There are two things that I think make TikTok irrefutably unique compared to other social media companies, and they have both garnered the company immense success in the last three years. Unfortunately, I think in both of these cases, TikTok's most distinct and successful features may ultimately be the most painful thorns in its side.
First and most obviously is its "For You" algorithm. This is TikTok's core competency. By almost all accounts, TikTok's content curation algorithm blows every other service's out of the water. The app knows you better than your mother does. The app knows you better than your spouse does. The app knows you better than you do. It's freaky.
But we don't need to dig too deeply into our home screens to trace the crash course this could put TikTok on. YouTube's suggestion algorithm is also incredibly powerful, so much so that it was able to direct the most ideologically vulnerable Americans toward QAnon. Likewise, Facebook's news feed curation is so clever that it can predict with a surgeon's precision content that will engage or enflame you, and this has directly led to the proliferation of fake news on the site. Truth be told, algorithms this powerful will always be exploited by malicious groups looking to most efficiently spread harmful information, and it's not clear whether the risk is worth it. Curated cat videos create only marginal societal good. Precisely targeted misinformation can do monumental bad.
That being said, there does seem to be a fundamental difference in the way TikTok's algorithm is designed compared to an algorithm like Facebook's. Facebook's algorithm is looking for sheer content engagement. It's relatively agnostic as to whether that interaction is positive or negative. Often the content people engage with is the content that is the most inflammatory, like a pointed political meme or a story on Barack Obama's Nigerian birthplace. When you leave an enraged comment on that Barack Obama story, the algorithm sees engagement and generates more of that same content. The fake news stories continue popping up on your newsfeed, you continue leaving enraged comments, and the feedback loop continues. In other words, it's toxic. TikTok's does not seem to confront users with the same level of inflammatory content. There certainly does seem to be an echo chamber effect — people who like a video about a topic will soon see thirteen more videos on the exact same topic — but the algorithm does not seem to be as centered around enraging the user as Facebook's. I think it's a coin toss as to which of these ultimately has a more negative effect on society.

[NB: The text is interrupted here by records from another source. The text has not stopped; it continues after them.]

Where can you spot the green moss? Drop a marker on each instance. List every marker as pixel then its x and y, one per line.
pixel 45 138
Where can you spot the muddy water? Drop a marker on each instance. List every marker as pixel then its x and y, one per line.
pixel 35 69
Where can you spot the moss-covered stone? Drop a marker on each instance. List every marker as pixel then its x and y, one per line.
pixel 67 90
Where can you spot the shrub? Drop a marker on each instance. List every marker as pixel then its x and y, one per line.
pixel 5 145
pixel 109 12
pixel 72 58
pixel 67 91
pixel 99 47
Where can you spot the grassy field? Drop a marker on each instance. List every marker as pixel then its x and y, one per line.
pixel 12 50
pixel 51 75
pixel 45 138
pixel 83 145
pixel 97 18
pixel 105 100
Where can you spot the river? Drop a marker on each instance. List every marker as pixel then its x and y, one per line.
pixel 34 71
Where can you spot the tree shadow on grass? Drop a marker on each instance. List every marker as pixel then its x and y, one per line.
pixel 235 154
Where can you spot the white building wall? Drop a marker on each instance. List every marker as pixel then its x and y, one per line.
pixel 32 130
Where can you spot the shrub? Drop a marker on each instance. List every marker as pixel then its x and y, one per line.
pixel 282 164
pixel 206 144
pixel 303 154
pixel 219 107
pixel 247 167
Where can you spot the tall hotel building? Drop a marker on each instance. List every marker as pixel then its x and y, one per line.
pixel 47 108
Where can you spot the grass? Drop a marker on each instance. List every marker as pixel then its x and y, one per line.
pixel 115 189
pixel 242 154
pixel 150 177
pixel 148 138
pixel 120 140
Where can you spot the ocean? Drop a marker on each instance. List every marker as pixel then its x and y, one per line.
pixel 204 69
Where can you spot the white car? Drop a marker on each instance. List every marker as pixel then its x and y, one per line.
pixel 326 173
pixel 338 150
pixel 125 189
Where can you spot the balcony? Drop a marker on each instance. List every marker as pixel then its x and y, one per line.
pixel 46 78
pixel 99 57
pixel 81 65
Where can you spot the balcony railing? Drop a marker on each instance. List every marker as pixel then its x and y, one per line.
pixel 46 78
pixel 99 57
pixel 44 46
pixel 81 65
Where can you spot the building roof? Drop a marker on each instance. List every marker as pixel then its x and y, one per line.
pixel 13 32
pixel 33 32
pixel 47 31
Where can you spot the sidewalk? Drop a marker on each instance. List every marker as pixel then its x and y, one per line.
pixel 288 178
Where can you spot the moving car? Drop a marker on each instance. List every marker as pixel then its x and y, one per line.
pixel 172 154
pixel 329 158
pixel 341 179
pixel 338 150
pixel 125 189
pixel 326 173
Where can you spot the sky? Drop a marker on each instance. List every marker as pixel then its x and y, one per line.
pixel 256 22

The second feature about TikTok that I find both genius and ultimately self-defeating is its decision to focus the user experience on the community of users, not the individual user profile. Sites like Instagram and Snapchat are very directly centered around user profiles. Users post content to their pages, you follow other users directly, you stalk other users' profiles, and so on. This is not the case for TikTok. TikTok has all of these features too, but it is certainly not the focus of the app. The focus is around the "For You" page, and therefore the collective community of users also on the app. The user's individual profile is a second thought. A lion's share of users don't post any content, and many are using stock profile pictures with vague, cryptic usernames.
This is all cool on the surface because, once again, it keeps the focus on the collective community of TikTok users rather than the individual profile. But much like how extremely powerful algorithms on the internet will almost always have a malicious side effect, so will mass anonymity. I've heard many people talk about how incredibly misogynistic TikTok users can be, and I don't think it's a stretch to say the widespread anonymity caused by TikTok's non-profile-centric setup is one cause of this. People are already cruel enough online when their name is attached. We don't need the most powerful social media app to also have a culture of anonymity.
I don't know if these scenarios will actually play out like I envision they will, but if they do, look out below.